Function to extract file name from path

Dear Rooters

I apologize for asking a mainly C/C++ question, but I am not sure whether my function:
TString Path2Name(const char *name, const char *sep, const char *exten)
which I use at many places in my program, is really correct.
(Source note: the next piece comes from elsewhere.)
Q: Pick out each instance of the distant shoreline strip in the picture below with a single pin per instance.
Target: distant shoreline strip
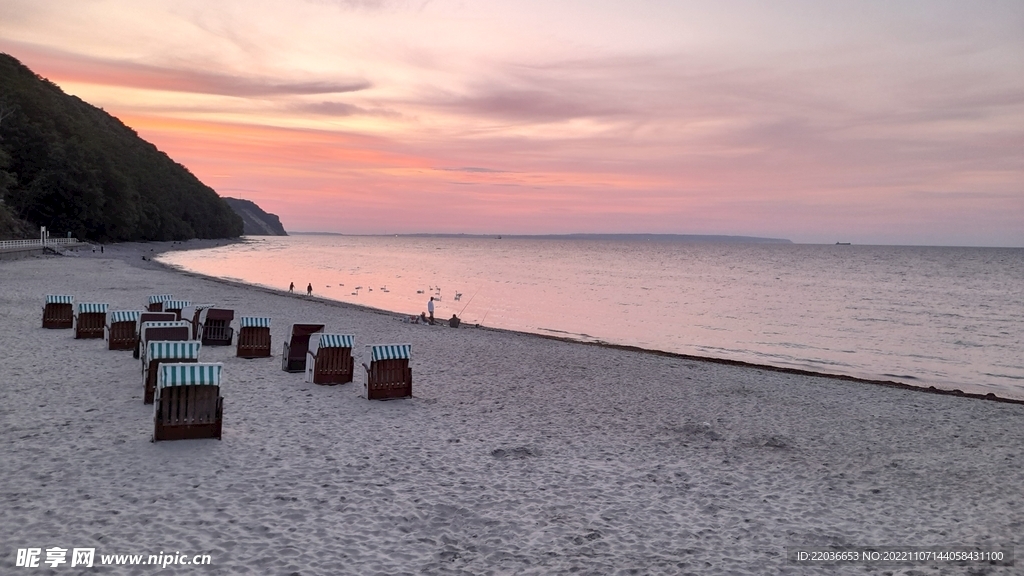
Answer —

Here are some examples how I use this function:

root [1] Path2Name("/my/path/to/myfile.root", "/", "")
(class TString)"myfile.root"
root [2] Path2Name("/my/path/to/myfile.root", "/", ".")
(class TString)"myfile"
root [3] Path2Name("/my/path/to/myfile.root/mytree.txt;1", "/", "")
(class TString)"mytree.txt;1"
root [4] Path2Name("/my/path/to/myfile.root/mytree.txt;1", "/", ";")
(class TString)"mytree.txt"
root [5] Path2Name("/my/path/to/myfile.root/mytree.txt;1", "/", ".")
(class TString)"mytree"
root [6] Path2Name("/my/path/to/myfile.root/mytree.txt;1", "", ".root")
(class TString)"/my/path/to/myfile"

Here is the source code:

TString Path2Name(const char *name, const char *sep, const char *exten)
{
   // Extract name from full path
   // sep is path separator and exten is name extension

   TString outname = TString(name);
   char   *tmpname = new char[strlen(name) + 1];
   char   *delname = tmpname;

   tmpname = strtok(strcpy(tmpname,name),sep);
   while(tmpname) {
      outname = tmpname;
      tmpname = strtok(NULL,sep);
   }//while
      
   if (strcmp(exten,"") != 0) {
      Int_t i = outname.Index(exten);
      if (i > 0) {outname = outname.Remove(i);}
   }//if

   delete [] delname;

   return outname;
}//Path2Name

I am using this function in my program for a long time without any problems, but
recently I get strange results when working with large datasets resulting in very low
memory conditions. For example, when exporting all tree names from a file, one of the
trees returns as name e.g.:
"H\207\200\001H\207\200\001H\207\200\001H\207\200\001H\207\200\001H\207\200\001H\207\200\001H\207\200\001H\207\200\001H\207\200"
I am not sure what could be the reason for this, but to me it looks as memory overflow,
so my questions for the moment are:

  • Is the code for function Path2Name() correct?
  • Is the line “delete [] delname;” correct?
  • What happens if I delete line “delete [] delname;”? (I see no difference)
  • Does the returned “outname” have a valid memory?

Thank you in advance.

Best regards
Christian

Hi,

I don’t see anything wrong. But make sure that you don’t convert the returned TString to a const char* on the caller’s side - the TString is temporary, and its const char* will be invalid right after the call. So you should copy it to a TString on the caller’s side, or (more efficient) pass the TString to contain the result as an argument. If you remove “delete []delname” you should see a (small) memory leak.

Axel.

Dear Axel

Thank you for your answer and your explanation.

Most of the time I do:

TString str = Path2Name(treename,".","");

According to your explanation this should be ok.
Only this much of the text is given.